Bij de beoordeling van deze grieven stelt het hof voorop dat [appellanten] niet hebben gegriefd tegen het in r.o. 3.12 gegeven oordeel van de kantonrechter dat ten aanzien van de vraag welke werkzaamheden als meerwerk zijn afgesproken de bewijslast bij [geïntimeerde] ligt, en dat ten aanzien van de stelling van [appellanten] dat de kosten van het meerwerk veel lager zijn dan de door [geïntimeerde] gefactureerde kosten, de bewijslast bij [appellanten] ligt. Het hof dient dus in beginsel van dit oordeel uit te gaan. Van belang is verder dat beide partijen in deze procedure de verrichte werkzaamheden willen afrekenen, en wel ongeacht het antwoord op de vraag of, en zo ja op welke wijze de overeenkomst is beëindigd.
7.8.2
Ter zake de Merantie schuifpui zijn partijen het eens over de volgende cijfers. [geïntimeerde] zou deze pui plaatsen voor € 3.200,-. Op het moment dat [geïntimeerde] zijn werkzaamheden staakte, diende hij wat die pui betreft nog het glas aan te leveren en te plaatsen. Deze werkzaamheden zijn nu door een derde gedaan waarvoor [appellanten] € 1.500,- hebben betaald.
[appellanten] stellen nu dat [geïntimeerde], gelet op de offerte, thans voor die pui niet meer in rekening mag brengen dan € 1.700,- (€ 3.200,- min € 1.500,-).

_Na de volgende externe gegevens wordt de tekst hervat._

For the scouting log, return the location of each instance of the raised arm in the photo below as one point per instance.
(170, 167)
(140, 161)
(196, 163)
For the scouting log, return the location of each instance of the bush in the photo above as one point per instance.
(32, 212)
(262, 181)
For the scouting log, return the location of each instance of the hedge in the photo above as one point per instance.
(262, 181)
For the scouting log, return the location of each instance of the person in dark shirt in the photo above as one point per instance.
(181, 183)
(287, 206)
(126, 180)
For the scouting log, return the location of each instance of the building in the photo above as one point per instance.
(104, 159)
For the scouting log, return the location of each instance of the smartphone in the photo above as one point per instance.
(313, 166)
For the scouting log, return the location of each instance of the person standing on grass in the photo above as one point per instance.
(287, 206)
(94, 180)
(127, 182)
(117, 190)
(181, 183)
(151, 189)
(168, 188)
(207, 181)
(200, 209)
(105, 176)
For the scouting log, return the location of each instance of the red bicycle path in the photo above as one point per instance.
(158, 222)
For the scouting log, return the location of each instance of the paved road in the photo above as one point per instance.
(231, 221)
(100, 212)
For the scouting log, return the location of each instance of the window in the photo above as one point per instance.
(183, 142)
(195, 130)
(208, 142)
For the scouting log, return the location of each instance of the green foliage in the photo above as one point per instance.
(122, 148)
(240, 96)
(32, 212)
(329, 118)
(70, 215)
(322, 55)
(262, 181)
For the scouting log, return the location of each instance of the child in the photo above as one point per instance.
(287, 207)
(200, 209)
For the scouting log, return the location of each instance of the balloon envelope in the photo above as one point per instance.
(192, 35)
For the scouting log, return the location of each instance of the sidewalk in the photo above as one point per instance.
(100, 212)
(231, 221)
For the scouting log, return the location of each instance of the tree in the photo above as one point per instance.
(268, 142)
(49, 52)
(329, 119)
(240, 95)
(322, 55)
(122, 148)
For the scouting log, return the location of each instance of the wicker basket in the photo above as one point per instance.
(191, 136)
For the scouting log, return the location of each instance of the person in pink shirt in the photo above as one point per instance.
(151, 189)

[geïntimeerde] heeft hiertegen aangevoerd dat de materiaalkosten voor de pui zonder glas € 1.700,- bedroegen en dat hij daarnaast € 312,60 in rekening heeft gebracht voor de inzet van twee medewerkers voor het brengen, inzetten, etc van de pui. [appellanten] hebben niet, in elk geval niet voldoende gemotiveerd betwist dat deze manuren feitelijk zijn gemaakt. Zij hebben evenmin gesteld dat deze manuren al bij de prijs waren inbegrepen, zodat zij dit bedrag aan [geïntimeerde] zijn verschuldigd, zodat de grief faalt.
7.8.3
Ter zake grief VII geldt het volgende. In eerste aanleg heeft [geïntimeerde] in reconventie gesteld te hebben geplaatst “Werzelith rabatdelen kantoor 4.00m x 0,60 m Isolatie + driehoek/montage 8 wu” (hierna rabatdelen). Hij heeft daarvoor betaling gevorderd. [appellanten] hebben in elk geval in hoger beroep gemotiveerd betwist dat [geïntimeerde] deze rabatdelen heeft geplaatst. Zo hebben zij foto’s overgelegd en een verklaring van [naam] Quality Dak inhoudende dat dit bedrijf een plastol boeiboord aan de kantoorzijde van de veranda heeft geplaatst (productie 5 bij memorie van grieven). Gelet op deze gemotiveerde betwisting van de betreffende werkzaamheden is het aan [geïntimeerde] om op grond van de hoofdregel van art. 150 Rv te bewijzen dat hij deze rabatdelen heeft geplaatst. Het hof zal hem daartoe de gelegenheid geven.
7.8.4
Ter zake de aluminium wand (grief VIII) stelt het hof voorop dat partijen het erover eens zijn dat is overeengekomen dat [geïntimeerde] voor € 922,- een aluminiumwand van 3 meter zou plaatsen. Verder staat vast dat [geïntimeerde] een aluminiumwand heeft geplaatst van 2 meter. [geïntimeerde] vordert daarvoor echter het overeengekomen bedrag van € 922,-.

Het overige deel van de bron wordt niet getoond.